Privalov was escorted to Eugene Savitsky, a former fighter pilot who now was air marshal of the USSR. Savitsky was inspecting an airplane factory in the city where the incident had taken place.

“Of course, he gave me a good verbal thrashing,” said Privalov. Ironically, the factory where the disciplinary conversation took place was named after Valery Chkalov, an iconic Soviet test pilot notorious for his mischievous escapades.

The Marshal was accompanied by two aides who secretly told Privalov that he should not worry: the high command had decided to resolve the incident positively for him.

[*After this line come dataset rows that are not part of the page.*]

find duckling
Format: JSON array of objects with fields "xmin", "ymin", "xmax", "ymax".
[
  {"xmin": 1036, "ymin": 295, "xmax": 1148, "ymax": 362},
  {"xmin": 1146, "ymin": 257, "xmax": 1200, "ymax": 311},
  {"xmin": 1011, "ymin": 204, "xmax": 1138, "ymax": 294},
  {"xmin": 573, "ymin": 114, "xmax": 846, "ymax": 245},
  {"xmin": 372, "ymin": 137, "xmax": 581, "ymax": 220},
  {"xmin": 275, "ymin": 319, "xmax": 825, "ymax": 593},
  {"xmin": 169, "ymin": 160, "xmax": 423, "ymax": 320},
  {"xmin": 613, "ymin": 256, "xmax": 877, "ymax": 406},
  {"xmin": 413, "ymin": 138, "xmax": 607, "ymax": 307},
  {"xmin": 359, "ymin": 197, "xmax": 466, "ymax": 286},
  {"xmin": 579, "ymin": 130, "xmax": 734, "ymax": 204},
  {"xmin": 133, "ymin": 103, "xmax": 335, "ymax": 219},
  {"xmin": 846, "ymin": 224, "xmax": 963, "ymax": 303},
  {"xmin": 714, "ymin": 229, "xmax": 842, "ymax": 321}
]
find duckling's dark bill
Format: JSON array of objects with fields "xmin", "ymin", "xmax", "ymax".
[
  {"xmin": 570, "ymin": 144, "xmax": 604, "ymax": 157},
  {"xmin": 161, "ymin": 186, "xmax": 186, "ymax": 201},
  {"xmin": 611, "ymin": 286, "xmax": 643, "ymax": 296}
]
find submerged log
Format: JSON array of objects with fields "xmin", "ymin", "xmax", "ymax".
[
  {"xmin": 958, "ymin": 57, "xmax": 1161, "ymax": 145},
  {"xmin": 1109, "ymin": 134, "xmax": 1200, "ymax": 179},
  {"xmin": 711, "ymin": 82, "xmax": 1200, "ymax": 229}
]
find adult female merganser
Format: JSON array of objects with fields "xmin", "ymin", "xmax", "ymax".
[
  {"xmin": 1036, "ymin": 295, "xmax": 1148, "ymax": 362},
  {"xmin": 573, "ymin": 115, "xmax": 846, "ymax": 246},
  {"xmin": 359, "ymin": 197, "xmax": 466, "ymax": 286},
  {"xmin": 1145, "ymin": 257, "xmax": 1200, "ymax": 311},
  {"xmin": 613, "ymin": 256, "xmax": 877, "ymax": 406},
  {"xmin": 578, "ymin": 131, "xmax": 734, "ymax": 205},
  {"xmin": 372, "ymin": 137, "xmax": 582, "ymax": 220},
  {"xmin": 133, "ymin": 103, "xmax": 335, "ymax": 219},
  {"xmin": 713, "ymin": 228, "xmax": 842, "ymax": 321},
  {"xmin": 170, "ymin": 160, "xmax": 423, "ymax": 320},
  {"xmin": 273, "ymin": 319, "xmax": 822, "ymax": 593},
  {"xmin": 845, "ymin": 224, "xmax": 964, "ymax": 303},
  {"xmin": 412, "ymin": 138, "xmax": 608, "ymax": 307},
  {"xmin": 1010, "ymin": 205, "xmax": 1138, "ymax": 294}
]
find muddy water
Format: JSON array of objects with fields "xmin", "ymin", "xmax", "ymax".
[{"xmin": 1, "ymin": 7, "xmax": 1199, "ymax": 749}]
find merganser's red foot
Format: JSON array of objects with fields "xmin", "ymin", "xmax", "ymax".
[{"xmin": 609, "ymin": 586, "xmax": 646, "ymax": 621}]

In a week, Privalov’s military unit received an order from the Minister of Defense of the USSR Rodion Malinovsky: “Do not punish Privalov further. The disciplinary measures [already taken at the factory] suffice. If he didn’t have vacation, give him a leave for 10 days. If he had vacation, give him 10 days of rest in the unit.”

Privalov, who soon resumed his flying work, could only have guessed his courage and audacity had pleased heroic Soviet Marshal Malinovsky who, it seems, was no stranger to taking bold risks.

As for the famous photograph of the stunt that became viral on the internet years later, it is undoubtedly fake: the proportions of the plane against proportions of the bridge are false, and the plane’s tilt angle is too steep to be true at this low altitude.

According to one version, the fake snap was created by designer Eugene Sotsihovsky for the Novosibirsk museum.

According to one version, the fake snap was created by designer Eugene Sotsihovsky for the Novosibirsk museum. “Proportions were intentionally distorted so that nobody in sound mind could imagine it was real,” said local historian and the museum’s employee Konstantin Golodyaev.

Another version has it that the snap was created by the order of a local newspaper to illustrate an article about Privalov’s crazy stunt.

This is how the October bridge looks today.